Female athletes suffer more from concussions, prompting clinical reassessment

Covassin T. Am J Sports Med. 2012;doi:10.1177/0363546512444554.

  • May 21, 2012

Female athletes who sustained concussions performed worse than male athletes and reported more symptoms, according to new research from Michigan State University. The study results warrant consideration from clinicians when treating concussions, according to researchers.

Certified athletic trainer Tracey Covassin, PhD, and colleagues examined the age and sex differences in concussion outcomes in a 2-year cohort study that included 296 participants (203 male and 93 female high school and college athletes) aged 14 to 25 years from multiple states who sustained concussions during the 2008-2009 and 2009-2010 academic years. Nearly 2,000 athletes were tested at baseline to obtain the concussion sample, according to the researchers.

A concussion was defined in the study as “a complex pathophysiological process affecting the brain, induced by traumatic biomechanical forces,” and met the following criteria:

  • Presence of on-field signs (posttraumatic amnesia, loss of consciousness) and symptoms (dizziness, headache) as determined by a sports medicine professional.
  • Decrease from baseline levels in at least one post-concussion neurocognitive score determined by reliable change estimates.
  • Increase from baseline levels in post-concussion symptoms determined by reliable change estimates.

Before sustaining concussions, the participants — who played a number of different sports, including football, soccer, volleyball, basketball and ice hockey — completed the online version of the Immediate Post-Concussion Assessment and Cognitive Test (ImPACT), a neurocognitive battery that tests memory, visual memory, visual processing speed and reaction time. They also completed the Post-Concussion Symptom Scale (PCSS) at baseline. The ImPACT battery was administered again at 2, 7 and 14 days after sustaining a concussion, and a personal trainer assessed participants’ static and dynamic postural stability using the Balance Error Scoring System (BESS) at 1, 2 and 3 days post-concussion.

Data were analyzed using descriptive and inferential statistics, the researchers wrote.

Results showed that female athletes performed worse than male athletes on visual memory (65.1% vs. 70.1%) and reported more symptoms (14.4 vs. 10.1).

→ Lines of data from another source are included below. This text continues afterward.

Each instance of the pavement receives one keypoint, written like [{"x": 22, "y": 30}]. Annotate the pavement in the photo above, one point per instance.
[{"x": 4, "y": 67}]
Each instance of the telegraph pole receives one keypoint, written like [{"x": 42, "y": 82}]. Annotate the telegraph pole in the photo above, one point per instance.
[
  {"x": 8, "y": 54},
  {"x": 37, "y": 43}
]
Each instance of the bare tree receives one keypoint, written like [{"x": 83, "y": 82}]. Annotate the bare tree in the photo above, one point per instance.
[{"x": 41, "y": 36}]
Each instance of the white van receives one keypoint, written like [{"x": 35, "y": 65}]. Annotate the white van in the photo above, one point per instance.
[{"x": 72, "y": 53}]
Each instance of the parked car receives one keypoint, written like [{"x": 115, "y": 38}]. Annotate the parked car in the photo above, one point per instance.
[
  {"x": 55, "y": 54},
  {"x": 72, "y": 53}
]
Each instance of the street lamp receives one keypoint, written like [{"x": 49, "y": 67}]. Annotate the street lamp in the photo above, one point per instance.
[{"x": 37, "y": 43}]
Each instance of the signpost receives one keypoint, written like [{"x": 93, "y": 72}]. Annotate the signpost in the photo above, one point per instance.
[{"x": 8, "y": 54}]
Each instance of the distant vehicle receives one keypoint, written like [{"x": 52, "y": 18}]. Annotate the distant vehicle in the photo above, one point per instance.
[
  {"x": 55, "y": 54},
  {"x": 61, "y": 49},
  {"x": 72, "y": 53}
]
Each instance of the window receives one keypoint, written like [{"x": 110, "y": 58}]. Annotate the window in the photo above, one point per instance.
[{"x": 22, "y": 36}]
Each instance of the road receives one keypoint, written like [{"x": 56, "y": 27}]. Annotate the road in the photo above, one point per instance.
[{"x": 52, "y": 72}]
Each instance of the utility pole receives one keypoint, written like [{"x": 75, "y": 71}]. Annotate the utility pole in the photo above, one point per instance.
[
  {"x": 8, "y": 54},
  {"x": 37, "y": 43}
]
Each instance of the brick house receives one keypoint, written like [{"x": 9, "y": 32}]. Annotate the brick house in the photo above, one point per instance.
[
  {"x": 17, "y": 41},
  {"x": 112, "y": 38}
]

High school athletes performed worse than college athletes on verbal (78.8% and 82.7%) and visual memory assessments (65.8% vs. 69.4%), and high school athletes continued to have verbal memory impairment 7 days after sustaining concussions, compared with college athletes, according to researchers. High school male athletes scored worse than college male athletes on the BESS (18.8 vs. 13). However, college females scored worse than high school female athletes on the BESS (21.1 vs. 16.9).

Most concussions occurred playing football (n=121), according to researchers, followed by women’s soccer (n=30).

“The results of the current study suggest that age and sex should be considered when interpreting the results of symptom reports, [neurocognitive testing], and postural instability assessments following concussion,” the researchers wrote.

Disclosure: The National Operating Committee on Standards for Athletic Equipment funded this study.

Perspective
Christina Master, MD

Christina L. Master

  • As a physician treating pediatric and adolescent concussion who practices both general pediatrics and primary care sports medicine, the results of the study by Covassin and colleagues resonate with what I see clinically in the office setting. There has long been the clinical observation that adolescent athletes appear to have a longer recovery time after concussion than the time frame of 5 to 7 days that has been widely reported in the adult and collegiate concussion literature. In addition, gender differences in rates of concussion recovery have also been observed. This article, with girls appearing to have a prolonged recovery time compared with boys, lends additional credence to that clinical observation.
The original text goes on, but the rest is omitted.